Exhibit offers peek into past
Local residents will get the chance to see the world as Native Americans and settlers saw it more than 100 years ago.
Riverland Community College will be one of the sites for a new statewide traveling exhibition that explores Minnesota’s native nations and the history of treaty making with the United States.
“Why Treaties Matter: Self-Government in the Dakota and Ojibwe Nations” opens Oct. 24 at the Riverland Library in the Austin East Building.
“It’s an area I don’t think we’ve had a lot of opportunities to study and be knowledgable about,” said Danielle Heiny, director of retention and student success, who also serves as one of Riverland’s diversity officers for students. Heiny and Ricki Walters, Riverland’s Regional Diversity Trainer, helped bring the exhibit to Riverland.
“We’re excited about it and we’re hoping that people will be able to … come in, and have an opportunity to take advantage of some of the programming,” Heiny said.
The exhibition will include 20 freestanding banners with historical text and contemporary photographs and maps, and a 10-minute video titled, “A Day in the Life of the Minnesota Tribal Nations.”
There will be additional events throughout Austin during the exhibit’s time in town. Dr. Anton Freuer, professor of Ojibwe from Bemidji State University, will give a presentation called “Everything You Wanted to Know About Indians but were Afraid to Ask,” at the Frank W. Bridges Theatre at 6:30 p.m. Nov. 2. The Herald J. Williams, Sr. Indian Building at the Mower County Historical Society will be open as well during the exhibit’s run.
“Why Treaties Matter,” reveals how Dakota and Ojibwe treaties with the U.S. government affected the lands and life ways of the Indigenous peoples of the place we now call Minnesota, and explains why these binding agreements between nations still matter today. It is meant to share cultural information with Minnesotans so they may better understand the circumstances surrounding Minnesota land, its use, and even the treatment of the land’s Indigenous peoples today.
“Treaties are agreements between self-governing, or sovereign, nations,” says Kevin Leecy, chair of the Bois Forte Band of Ojibwe and chair of the Minnesota Indian Affairs Council. “Native Nations existed long before the formation of the United States. European powers recognized the sovereign status of Native Nations when they made treaties with us, as did the United States.
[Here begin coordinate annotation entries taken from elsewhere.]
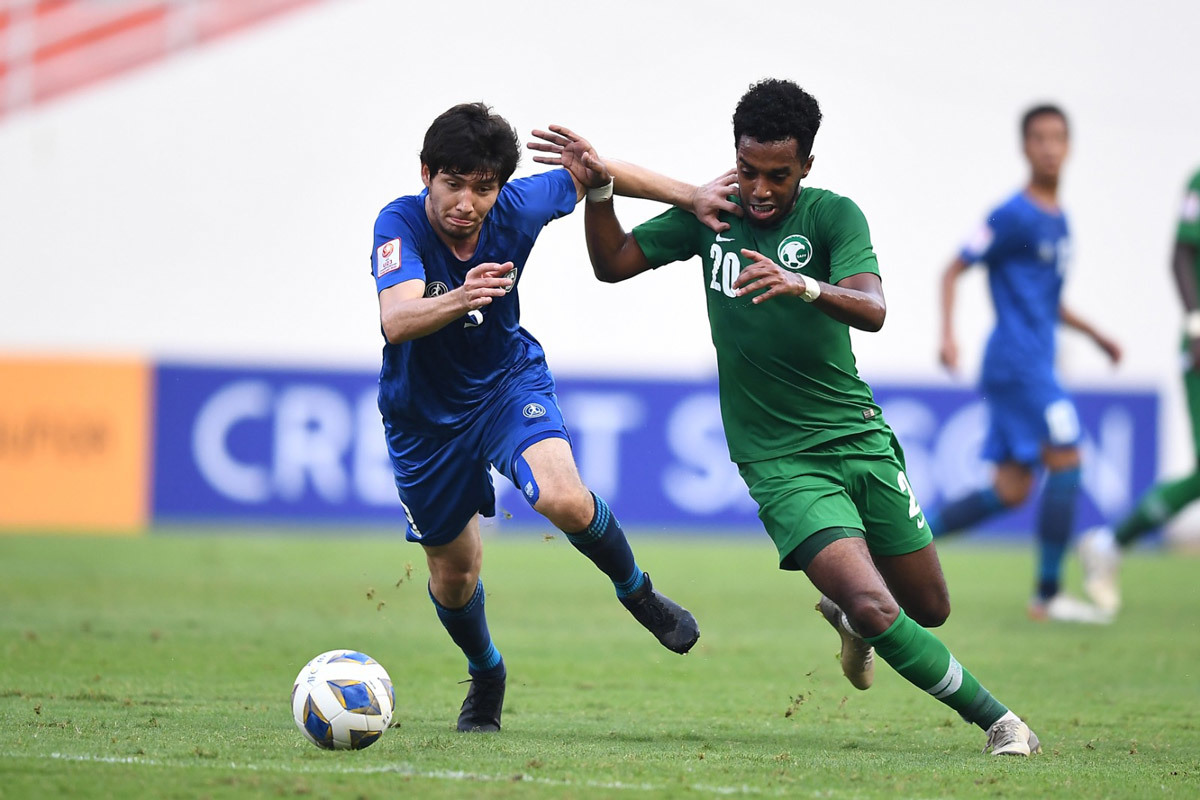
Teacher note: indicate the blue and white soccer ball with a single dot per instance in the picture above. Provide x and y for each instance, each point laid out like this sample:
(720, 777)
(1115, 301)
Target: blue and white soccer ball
(342, 699)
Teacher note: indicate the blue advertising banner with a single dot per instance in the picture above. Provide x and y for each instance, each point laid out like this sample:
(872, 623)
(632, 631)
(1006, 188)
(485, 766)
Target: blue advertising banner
(287, 445)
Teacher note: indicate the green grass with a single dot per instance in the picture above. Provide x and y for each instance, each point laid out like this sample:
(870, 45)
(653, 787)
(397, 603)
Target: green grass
(162, 667)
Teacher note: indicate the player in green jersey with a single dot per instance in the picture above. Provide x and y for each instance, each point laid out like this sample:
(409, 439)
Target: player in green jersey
(785, 283)
(1099, 548)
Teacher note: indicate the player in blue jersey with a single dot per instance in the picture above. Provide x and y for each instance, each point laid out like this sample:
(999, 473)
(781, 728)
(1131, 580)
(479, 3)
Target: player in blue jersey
(465, 388)
(1025, 244)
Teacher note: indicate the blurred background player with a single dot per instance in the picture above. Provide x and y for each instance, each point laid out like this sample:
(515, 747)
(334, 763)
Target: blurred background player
(1099, 548)
(463, 386)
(784, 283)
(1025, 245)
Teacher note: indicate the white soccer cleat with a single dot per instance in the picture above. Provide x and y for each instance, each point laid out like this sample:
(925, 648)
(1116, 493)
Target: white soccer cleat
(1066, 608)
(1011, 737)
(1101, 559)
(857, 656)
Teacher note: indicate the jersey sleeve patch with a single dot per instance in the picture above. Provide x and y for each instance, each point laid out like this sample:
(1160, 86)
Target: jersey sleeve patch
(388, 257)
(978, 242)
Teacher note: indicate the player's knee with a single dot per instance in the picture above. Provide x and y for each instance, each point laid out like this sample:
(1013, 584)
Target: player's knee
(453, 582)
(569, 509)
(933, 612)
(1013, 491)
(870, 613)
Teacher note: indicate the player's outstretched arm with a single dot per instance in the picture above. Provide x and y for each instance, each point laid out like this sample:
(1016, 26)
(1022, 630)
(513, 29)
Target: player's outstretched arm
(406, 313)
(948, 352)
(568, 149)
(857, 300)
(1071, 319)
(1182, 265)
(616, 256)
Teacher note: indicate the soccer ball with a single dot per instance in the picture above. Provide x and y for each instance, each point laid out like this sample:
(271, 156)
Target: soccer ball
(342, 699)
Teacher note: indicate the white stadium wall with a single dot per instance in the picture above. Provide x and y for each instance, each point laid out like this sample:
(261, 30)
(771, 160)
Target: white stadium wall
(217, 206)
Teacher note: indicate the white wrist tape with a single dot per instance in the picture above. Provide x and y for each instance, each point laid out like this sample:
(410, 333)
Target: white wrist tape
(600, 193)
(1192, 324)
(811, 289)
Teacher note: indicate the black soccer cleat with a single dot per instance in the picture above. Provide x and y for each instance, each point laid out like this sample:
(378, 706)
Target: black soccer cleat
(481, 709)
(671, 623)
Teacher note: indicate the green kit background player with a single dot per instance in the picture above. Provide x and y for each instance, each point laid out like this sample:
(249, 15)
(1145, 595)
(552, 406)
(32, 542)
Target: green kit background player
(1099, 548)
(785, 282)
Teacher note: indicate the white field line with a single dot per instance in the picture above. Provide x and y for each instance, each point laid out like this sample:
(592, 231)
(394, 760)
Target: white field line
(407, 771)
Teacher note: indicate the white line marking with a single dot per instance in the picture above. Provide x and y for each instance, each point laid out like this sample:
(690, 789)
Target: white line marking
(399, 769)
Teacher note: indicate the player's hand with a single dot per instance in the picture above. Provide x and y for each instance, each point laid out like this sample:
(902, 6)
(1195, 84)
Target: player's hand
(484, 283)
(713, 197)
(948, 355)
(763, 275)
(1111, 348)
(573, 152)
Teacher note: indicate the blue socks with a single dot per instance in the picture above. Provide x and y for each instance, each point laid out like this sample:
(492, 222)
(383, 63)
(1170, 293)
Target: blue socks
(965, 512)
(605, 543)
(468, 629)
(1056, 519)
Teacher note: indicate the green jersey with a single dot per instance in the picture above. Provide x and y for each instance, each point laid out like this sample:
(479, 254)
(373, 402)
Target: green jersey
(1188, 233)
(1189, 217)
(787, 376)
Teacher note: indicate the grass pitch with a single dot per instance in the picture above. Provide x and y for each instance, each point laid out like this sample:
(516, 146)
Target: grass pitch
(162, 667)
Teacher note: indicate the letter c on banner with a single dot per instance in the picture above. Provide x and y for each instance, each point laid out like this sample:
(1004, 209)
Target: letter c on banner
(238, 481)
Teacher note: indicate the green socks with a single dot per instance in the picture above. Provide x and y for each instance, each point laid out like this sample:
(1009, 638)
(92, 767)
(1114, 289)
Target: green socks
(924, 661)
(1157, 506)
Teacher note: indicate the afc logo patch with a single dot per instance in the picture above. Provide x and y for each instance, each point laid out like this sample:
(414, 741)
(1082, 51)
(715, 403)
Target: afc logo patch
(795, 252)
(388, 258)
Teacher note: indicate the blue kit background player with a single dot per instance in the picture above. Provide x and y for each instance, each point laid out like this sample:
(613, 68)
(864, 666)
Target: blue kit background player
(465, 388)
(1025, 244)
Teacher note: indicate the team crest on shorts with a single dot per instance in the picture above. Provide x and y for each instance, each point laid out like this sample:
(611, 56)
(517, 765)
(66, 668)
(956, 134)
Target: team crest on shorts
(795, 252)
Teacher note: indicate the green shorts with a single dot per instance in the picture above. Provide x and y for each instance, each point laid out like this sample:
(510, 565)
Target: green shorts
(849, 487)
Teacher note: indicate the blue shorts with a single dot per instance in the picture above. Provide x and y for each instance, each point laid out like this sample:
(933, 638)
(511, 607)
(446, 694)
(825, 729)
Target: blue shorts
(444, 480)
(1026, 417)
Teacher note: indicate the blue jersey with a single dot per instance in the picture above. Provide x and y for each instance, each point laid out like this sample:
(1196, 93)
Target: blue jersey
(438, 380)
(1026, 251)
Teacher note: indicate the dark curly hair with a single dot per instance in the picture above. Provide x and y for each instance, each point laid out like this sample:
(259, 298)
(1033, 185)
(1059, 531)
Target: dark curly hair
(469, 139)
(1042, 110)
(773, 110)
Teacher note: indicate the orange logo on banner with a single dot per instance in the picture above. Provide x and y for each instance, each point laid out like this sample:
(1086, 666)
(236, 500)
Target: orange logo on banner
(75, 445)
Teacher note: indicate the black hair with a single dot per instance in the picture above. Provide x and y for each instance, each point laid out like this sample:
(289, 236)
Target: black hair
(1042, 110)
(774, 110)
(469, 139)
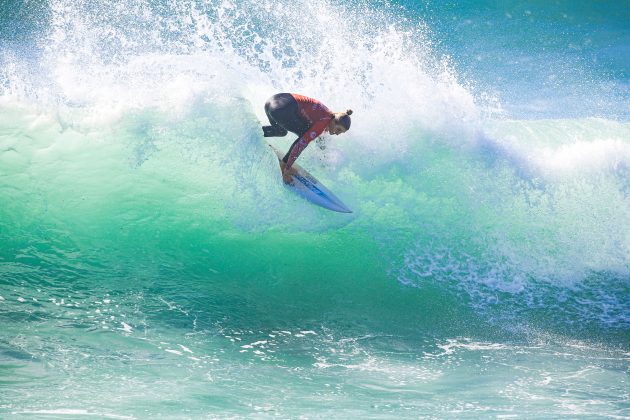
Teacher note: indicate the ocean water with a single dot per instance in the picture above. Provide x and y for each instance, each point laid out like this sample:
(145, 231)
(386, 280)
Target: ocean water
(152, 264)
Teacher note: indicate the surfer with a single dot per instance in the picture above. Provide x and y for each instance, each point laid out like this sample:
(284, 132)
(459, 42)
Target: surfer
(304, 116)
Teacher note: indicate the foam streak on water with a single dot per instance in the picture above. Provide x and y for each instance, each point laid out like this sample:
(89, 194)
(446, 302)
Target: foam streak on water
(153, 264)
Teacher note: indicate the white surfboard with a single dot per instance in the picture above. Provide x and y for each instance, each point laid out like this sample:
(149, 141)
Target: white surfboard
(308, 187)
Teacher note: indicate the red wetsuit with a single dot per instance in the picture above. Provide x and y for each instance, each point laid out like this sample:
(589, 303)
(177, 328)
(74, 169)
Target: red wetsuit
(317, 117)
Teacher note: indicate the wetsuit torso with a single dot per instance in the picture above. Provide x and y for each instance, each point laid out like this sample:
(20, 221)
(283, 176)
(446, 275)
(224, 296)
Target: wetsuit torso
(307, 117)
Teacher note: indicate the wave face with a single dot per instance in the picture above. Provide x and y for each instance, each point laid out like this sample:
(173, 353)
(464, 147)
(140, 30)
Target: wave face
(153, 264)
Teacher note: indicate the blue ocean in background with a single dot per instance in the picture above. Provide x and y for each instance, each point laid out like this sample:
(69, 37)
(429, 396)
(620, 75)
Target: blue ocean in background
(152, 263)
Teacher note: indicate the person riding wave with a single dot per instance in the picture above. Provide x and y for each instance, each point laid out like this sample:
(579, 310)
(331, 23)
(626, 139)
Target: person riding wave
(304, 116)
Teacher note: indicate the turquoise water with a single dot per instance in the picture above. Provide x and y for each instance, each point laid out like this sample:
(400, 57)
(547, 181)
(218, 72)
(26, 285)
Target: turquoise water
(153, 264)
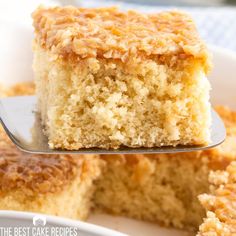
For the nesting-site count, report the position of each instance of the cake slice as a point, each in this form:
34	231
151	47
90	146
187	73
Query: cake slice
107	78
220	204
61	185
51	184
164	188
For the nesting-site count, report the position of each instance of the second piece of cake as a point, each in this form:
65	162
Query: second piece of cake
107	78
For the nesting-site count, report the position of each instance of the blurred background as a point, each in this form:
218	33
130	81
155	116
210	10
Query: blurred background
215	19
176	2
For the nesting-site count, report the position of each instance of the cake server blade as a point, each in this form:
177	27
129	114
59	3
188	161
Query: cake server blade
20	120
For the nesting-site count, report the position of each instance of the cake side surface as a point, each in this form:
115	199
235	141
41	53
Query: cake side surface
59	185
164	188
106	102
50	184
220	204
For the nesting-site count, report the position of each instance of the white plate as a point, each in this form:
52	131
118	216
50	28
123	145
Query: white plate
26	219
15	66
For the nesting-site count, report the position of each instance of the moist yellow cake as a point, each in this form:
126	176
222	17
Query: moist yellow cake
158	188
220	204
163	188
107	78
52	184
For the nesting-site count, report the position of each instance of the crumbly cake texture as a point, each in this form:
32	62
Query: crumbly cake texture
164	188
220	204
148	187
106	78
51	184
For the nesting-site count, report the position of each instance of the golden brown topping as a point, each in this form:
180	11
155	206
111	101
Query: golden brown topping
110	33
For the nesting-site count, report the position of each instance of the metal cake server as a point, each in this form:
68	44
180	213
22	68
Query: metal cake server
20	121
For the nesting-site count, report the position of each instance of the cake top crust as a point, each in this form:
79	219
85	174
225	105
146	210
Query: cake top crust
111	33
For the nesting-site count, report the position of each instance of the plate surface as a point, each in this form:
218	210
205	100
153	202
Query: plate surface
15	66
27	219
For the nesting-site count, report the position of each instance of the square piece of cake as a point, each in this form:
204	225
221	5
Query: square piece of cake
106	78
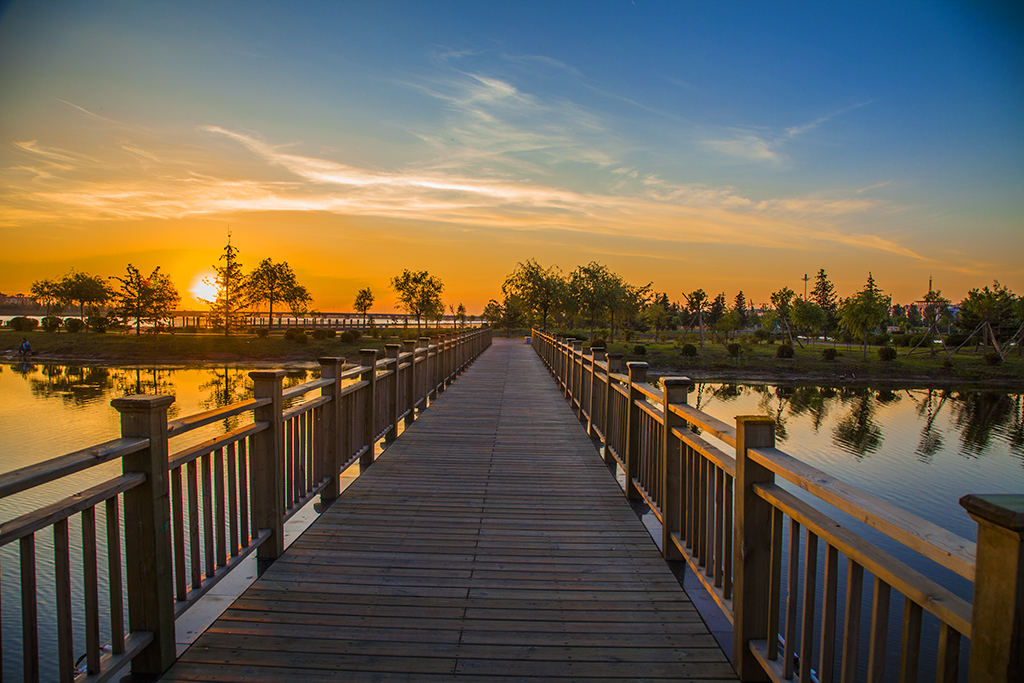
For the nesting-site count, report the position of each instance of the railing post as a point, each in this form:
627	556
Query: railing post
331	370
368	358
410	345
591	404
147	536
392	407
268	462
997	619
614	366
752	546
638	375
674	392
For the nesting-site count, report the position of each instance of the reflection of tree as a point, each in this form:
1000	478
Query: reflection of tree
857	432
931	438
72	384
977	414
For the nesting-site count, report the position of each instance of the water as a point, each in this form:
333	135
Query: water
919	449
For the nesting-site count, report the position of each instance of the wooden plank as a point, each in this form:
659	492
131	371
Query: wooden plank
462	554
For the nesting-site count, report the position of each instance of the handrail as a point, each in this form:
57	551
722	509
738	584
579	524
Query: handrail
189	517
724	515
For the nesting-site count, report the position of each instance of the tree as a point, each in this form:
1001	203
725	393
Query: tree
275	283
540	289
83	289
230	285
419	293
364	302
49	293
148	299
863	311
739	305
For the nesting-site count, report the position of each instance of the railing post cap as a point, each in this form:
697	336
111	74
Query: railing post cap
267	374
141	402
1006	510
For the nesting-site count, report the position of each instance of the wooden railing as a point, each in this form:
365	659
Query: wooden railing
741	534
186	518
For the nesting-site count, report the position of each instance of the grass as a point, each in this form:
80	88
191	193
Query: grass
179	347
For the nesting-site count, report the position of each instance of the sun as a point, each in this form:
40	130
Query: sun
203	287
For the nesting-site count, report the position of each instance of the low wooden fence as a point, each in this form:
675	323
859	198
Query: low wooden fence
724	513
186	518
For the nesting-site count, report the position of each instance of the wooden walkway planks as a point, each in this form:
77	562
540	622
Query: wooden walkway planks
487	543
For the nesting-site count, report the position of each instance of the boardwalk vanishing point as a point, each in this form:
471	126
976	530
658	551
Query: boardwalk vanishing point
488	541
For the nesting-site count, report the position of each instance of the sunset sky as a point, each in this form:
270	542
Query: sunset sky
727	145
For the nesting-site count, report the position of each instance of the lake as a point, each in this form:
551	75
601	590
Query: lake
919	449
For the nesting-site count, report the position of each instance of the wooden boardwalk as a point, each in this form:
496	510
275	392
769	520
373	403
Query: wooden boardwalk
488	542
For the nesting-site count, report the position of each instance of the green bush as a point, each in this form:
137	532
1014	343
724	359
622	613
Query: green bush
887	353
992	358
23	324
98	324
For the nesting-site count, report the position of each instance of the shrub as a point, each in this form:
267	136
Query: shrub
98	324
23	324
887	353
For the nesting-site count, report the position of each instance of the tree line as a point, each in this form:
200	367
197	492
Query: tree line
592	296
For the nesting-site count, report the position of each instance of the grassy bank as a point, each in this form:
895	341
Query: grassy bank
87	347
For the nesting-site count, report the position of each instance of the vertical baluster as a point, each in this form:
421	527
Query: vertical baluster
880	632
244	509
30	619
948	665
851	627
774	584
116	588
177	519
910	645
219	501
826	663
810	590
208	549
195	521
90	588
61	570
232	499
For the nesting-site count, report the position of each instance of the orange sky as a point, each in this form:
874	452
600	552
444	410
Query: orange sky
145	136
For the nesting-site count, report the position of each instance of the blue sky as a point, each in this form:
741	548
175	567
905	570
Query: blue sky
726	145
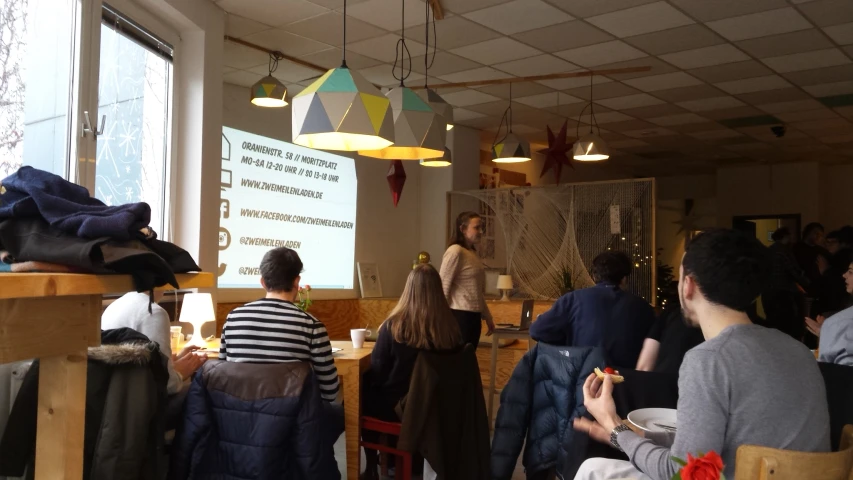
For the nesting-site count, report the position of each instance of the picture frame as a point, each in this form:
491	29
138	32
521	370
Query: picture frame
368	280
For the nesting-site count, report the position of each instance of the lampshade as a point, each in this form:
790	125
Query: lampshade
591	148
439	105
418	131
342	111
504	282
269	92
197	309
512	149
444	161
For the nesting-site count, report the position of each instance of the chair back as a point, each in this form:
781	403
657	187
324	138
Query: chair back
764	463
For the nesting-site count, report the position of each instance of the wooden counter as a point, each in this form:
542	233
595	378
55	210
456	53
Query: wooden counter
55	317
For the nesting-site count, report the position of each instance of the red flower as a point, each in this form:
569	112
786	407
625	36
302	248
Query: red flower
709	467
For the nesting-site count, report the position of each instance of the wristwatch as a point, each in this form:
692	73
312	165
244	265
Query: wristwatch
615	433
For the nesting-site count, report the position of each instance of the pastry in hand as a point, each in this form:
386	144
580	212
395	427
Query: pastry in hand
614	374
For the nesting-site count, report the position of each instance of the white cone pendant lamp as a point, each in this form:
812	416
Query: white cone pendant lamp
590	147
342	111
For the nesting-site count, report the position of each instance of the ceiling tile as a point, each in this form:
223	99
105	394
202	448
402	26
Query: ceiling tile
589	8
563	36
772	96
468	97
663	82
825	13
684	94
238	27
293	45
501	49
630	101
386	14
539	65
821	114
607	90
465	6
821	75
331	58
473	75
676	39
569	83
786	43
600	54
522	89
731	71
519	16
762	24
757	84
239	56
649	18
713	103
842	34
270	12
708	11
385	47
547	100
444	63
807	60
829	89
326	28
791	106
654	111
241	77
381	75
680	119
706	57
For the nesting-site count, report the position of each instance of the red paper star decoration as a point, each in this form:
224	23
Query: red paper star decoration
396	179
556	153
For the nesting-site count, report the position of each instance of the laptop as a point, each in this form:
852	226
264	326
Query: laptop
526	318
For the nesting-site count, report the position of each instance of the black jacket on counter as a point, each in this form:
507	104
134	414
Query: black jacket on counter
252	421
125	405
444	415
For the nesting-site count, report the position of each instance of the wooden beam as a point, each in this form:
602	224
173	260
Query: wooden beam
536	78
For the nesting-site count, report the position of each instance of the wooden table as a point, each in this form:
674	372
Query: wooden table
351	364
496	336
55	317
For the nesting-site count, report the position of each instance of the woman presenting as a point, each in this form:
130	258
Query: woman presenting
463	278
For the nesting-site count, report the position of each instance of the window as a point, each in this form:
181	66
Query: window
38	59
134	101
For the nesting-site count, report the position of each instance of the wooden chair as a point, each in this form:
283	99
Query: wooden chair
763	463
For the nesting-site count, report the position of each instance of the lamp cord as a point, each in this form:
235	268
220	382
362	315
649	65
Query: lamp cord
402	51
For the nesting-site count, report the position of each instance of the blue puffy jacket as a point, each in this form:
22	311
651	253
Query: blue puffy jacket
252	421
538	404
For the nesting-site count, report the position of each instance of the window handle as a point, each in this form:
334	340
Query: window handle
87	125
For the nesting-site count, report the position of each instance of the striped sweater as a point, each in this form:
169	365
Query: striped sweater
272	331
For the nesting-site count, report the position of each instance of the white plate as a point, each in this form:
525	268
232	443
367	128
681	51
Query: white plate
648	419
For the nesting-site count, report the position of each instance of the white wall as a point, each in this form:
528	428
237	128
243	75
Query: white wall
387	235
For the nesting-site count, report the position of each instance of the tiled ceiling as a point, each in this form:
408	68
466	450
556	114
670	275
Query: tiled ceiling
722	71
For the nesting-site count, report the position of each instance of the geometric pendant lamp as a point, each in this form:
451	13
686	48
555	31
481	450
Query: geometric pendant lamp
419	133
342	111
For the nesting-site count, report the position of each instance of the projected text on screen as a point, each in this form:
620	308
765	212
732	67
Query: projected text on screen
276	194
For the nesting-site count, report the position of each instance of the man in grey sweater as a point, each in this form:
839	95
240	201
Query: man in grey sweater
745	384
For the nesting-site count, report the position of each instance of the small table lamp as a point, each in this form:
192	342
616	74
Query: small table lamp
197	309
505	284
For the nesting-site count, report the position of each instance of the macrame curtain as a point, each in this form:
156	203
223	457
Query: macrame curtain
551	233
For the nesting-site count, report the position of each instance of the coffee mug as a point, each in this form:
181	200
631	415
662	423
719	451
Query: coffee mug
358	335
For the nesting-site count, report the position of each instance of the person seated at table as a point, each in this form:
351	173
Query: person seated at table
667	342
273	329
605	315
836	332
421	321
746	384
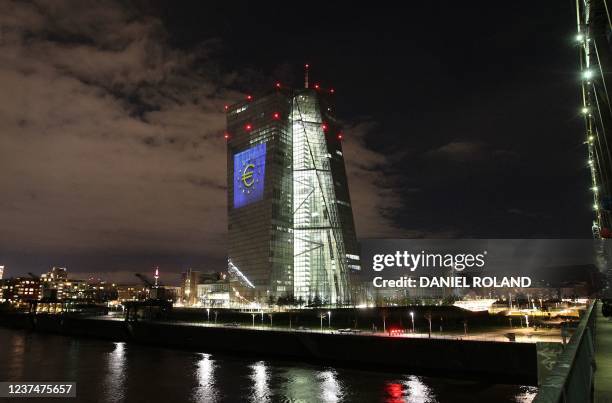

Article I, Section 8 of the U.S. Constitution recognizes Indian Tribes as distinct sovereign entities on par with foreign nations.”
Minnesota’s Native tribes approved a partnership with the Minnesota Indian Affairs Council, the Minnesota Humanities Center, and the Smithsonian’s National Museum of the American Indian in Washington, D.C. in August 2010, which made the exhibit possible.
“The history of Indian treaties is the history of all Minnesotans and all Americans,” says Kevin Gover (Pawnee), director of the Smithsonian’s National Museum of the American Indian. “Even now, states, Native nations, and the federal government continue to engage on a government-to-government basis every day, making in effect new treaties, building upon those made many years ago. We cannot have a complete understanding of what it means to be Americans without knowing about these relationships, whether we are Native Americans or not.”
The exhibit will run through Nov. 23. Library hours are Monday through Thursday from 9 a.m. to 6:30 p.m. and Fridays 9 a.m. to 4:30 p.m. The exhibition will be open Saturdays from 10 a.m. to 2 p.m. The library and exhibition will be closed on Nov. 11 for Veteran’s Day. Minnesota Humanities Center and its partner, the Minnesota Indian Affairs Council, sponsor the exhibition.